🤖 AI Summary
This work addresses key limitations in existing video summarization methods—namely their reliance on manual annotations, poor cross-domain generalization, and high computational cost—while also overcoming the inability of unsupervised approaches to effectively model long-range temporal dependencies and semantic structure. To this end, we propose TRIMMER, a novel framework that leverages self-supervised learning for video representation and integrates reinforcement learning for spatiotemporal summary decisions. TRIMMER introduces an information-theoretic reward function that directly optimizes frame selection by measuring entropy to capture high-order temporal dynamics and semantic diversity, eschewing conventional similarity-based objectives.
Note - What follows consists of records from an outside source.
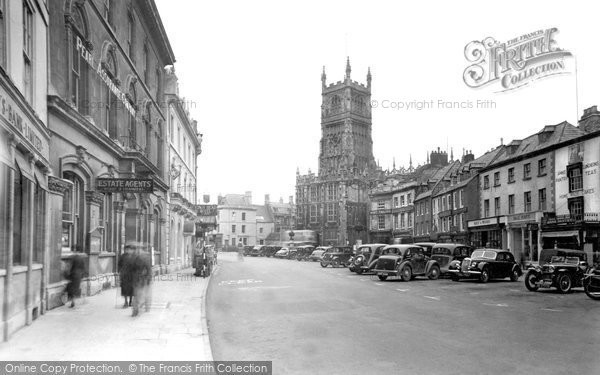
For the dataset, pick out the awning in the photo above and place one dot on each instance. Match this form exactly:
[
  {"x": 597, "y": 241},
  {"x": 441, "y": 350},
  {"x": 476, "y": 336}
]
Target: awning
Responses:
[
  {"x": 41, "y": 179},
  {"x": 563, "y": 233}
]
Extensive experiments demonstrate that TRIMMER achieves state-of-the-art performance among unsupervised and self-supervised methods across multiple standard benchmarks, matching or surpassing leading supervised approaches while significantly improving efficiency, representational capacity, and generalization.
📝 Abstract
The rapid growth of video content across domains such as surveillance, education, and social media has made efficient content understanding increasingly critical. Video summarization addresses this challenge by generating concise yet semantically meaningful representations, but existing approaches often rely on expensive manual annotations, struggle to generalize across domains, and incur significant computational costs due to complex architectures. Moreover, unsupervised and weakly supervised methods typically underperform compared to supervised counterparts in capturing long-range temporal dependencies and semantic structure. In this work, we propose TRIMMER (Temporal Relative Information Maximization for Multi-objective Efficient Reinforcement), a novel self-supervised reinforcement learning framework for video summarization. TRIMMER operates in two stages: it first learns robust representations via self-supervised learning and then performs spatio-temporal decision making through reinforcement learning guided by information-theoretic reward functions. Unlike prior approaches that rely on similarity-based objectives, our method introduces entropy-based metrics to capture higher-order temporal dynamics and semantic diversity, while computing rewards directly over selected frame indices to improve computational efficiency. Extensive experiments on standard benchmarks demonstrate that TRIMMER achieves state-of-the-art performance among unsupervised and self-supervised methods, while remaining competitive with leading supervised approaches, highlighting its effectiveness for scalable and generalizable video summarization.